Despite that, the modern consensus among major screening bodies and contemporary scholars is that tobacco companies are not acceptable investments. Let me walk through why, then look at Philip Morris, Altria, and British American Tobacco specifically.
The scholarly evolution on smoking
For most of the 20th century, smoking itself was treated as makruh (disliked) rather than non-compliant in much of the Muslim world. You'd find scholars who smoked. You'd find mosques where the imam took a cigarette break. The harm wasn't well understood, and the default was that things aren't prohibited unless there's clear evidence.

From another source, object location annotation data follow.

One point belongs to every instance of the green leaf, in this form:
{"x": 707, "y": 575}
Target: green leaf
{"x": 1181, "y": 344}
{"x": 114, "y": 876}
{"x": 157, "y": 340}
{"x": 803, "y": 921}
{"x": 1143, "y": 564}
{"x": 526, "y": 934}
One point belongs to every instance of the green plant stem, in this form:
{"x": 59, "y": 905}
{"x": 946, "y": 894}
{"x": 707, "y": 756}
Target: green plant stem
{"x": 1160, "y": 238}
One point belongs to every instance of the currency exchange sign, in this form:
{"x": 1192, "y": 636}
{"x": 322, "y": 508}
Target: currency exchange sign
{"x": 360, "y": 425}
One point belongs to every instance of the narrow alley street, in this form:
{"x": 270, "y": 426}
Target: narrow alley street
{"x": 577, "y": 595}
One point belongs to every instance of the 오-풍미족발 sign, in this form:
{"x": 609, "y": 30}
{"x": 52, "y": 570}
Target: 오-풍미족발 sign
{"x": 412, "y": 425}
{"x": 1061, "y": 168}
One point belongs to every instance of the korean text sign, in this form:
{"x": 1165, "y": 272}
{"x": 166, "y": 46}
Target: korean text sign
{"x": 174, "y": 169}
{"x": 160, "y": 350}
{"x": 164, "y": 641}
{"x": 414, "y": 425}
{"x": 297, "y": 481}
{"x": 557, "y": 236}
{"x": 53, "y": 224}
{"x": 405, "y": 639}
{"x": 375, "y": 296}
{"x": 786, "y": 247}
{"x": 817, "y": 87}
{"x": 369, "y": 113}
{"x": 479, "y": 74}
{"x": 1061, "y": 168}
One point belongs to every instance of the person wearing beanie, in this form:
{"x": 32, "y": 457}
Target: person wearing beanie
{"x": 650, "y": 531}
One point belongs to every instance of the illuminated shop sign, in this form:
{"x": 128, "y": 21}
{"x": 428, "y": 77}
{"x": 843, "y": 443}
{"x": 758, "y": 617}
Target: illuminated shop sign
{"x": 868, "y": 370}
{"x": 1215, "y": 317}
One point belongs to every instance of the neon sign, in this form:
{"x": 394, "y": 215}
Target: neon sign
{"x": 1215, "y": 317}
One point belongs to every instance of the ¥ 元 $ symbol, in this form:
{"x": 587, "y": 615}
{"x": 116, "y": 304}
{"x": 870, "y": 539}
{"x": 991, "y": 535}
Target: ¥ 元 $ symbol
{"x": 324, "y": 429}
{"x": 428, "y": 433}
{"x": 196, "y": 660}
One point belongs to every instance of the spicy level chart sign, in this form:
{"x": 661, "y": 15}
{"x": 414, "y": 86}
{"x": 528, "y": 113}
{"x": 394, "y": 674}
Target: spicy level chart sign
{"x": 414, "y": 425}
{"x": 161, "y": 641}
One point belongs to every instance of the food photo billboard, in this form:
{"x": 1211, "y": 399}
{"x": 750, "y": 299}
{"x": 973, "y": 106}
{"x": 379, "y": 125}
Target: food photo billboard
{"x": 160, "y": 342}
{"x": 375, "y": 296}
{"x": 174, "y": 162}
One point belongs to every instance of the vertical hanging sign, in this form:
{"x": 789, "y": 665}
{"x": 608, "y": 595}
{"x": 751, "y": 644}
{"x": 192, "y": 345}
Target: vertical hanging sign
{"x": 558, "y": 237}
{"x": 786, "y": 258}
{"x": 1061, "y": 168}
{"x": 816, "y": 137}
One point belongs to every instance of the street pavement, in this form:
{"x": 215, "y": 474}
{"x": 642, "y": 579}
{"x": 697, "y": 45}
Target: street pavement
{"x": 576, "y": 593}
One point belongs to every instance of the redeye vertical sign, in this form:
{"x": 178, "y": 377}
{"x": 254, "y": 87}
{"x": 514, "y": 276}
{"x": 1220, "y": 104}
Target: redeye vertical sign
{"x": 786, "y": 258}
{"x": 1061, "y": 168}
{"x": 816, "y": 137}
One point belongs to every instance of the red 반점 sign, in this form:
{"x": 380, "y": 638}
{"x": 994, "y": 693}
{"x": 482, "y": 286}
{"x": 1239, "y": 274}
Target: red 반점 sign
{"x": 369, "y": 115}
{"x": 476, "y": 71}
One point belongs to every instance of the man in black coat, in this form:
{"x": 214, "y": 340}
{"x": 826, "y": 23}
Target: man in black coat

That changed as the medical evidence on tobacco's health effects became overwhelming. Smoking causes cancer, heart disease, stroke, COPD, and numerous other diseases. It kills an estimated 8 million people per year globally. It's one of the most harmful consumer products ever commercialized.
Islamic law has a clear principle: la darar wa la dirar (no harm and no reciprocating harm). The principle prohibits knowingly harming yourself or others. Once the scientific consensus on tobacco harm became solid, scholars began moving from "disliked" to "prohibited."
Today, the position that smoking is non-compliant is held by:
- Shaykh Yusuf Al Qaradawi
- The Saudi Permanent Committee for Research and Fatwa
- Al Azhar (Egypt)
- Dar al-Ifta of Egypt
- The Islamic Fiqh Council of the Muslim World League
- Shaykh Muhammad Sayyid Tantawi
- Shaykh Ali Gomaa
- Shaykh Yusuf DeLorenzo
- Shaykh Taqi Usmani
There are still scholars who hold the older "makruh" position, but they are increasingly a minority. The screening bodies for Islamic finance (AAOIFI, DJIM, S&P Shariah, MSCI Islamic, FTSE Islamic) all treat tobacco companies as non-compliant at the sector level.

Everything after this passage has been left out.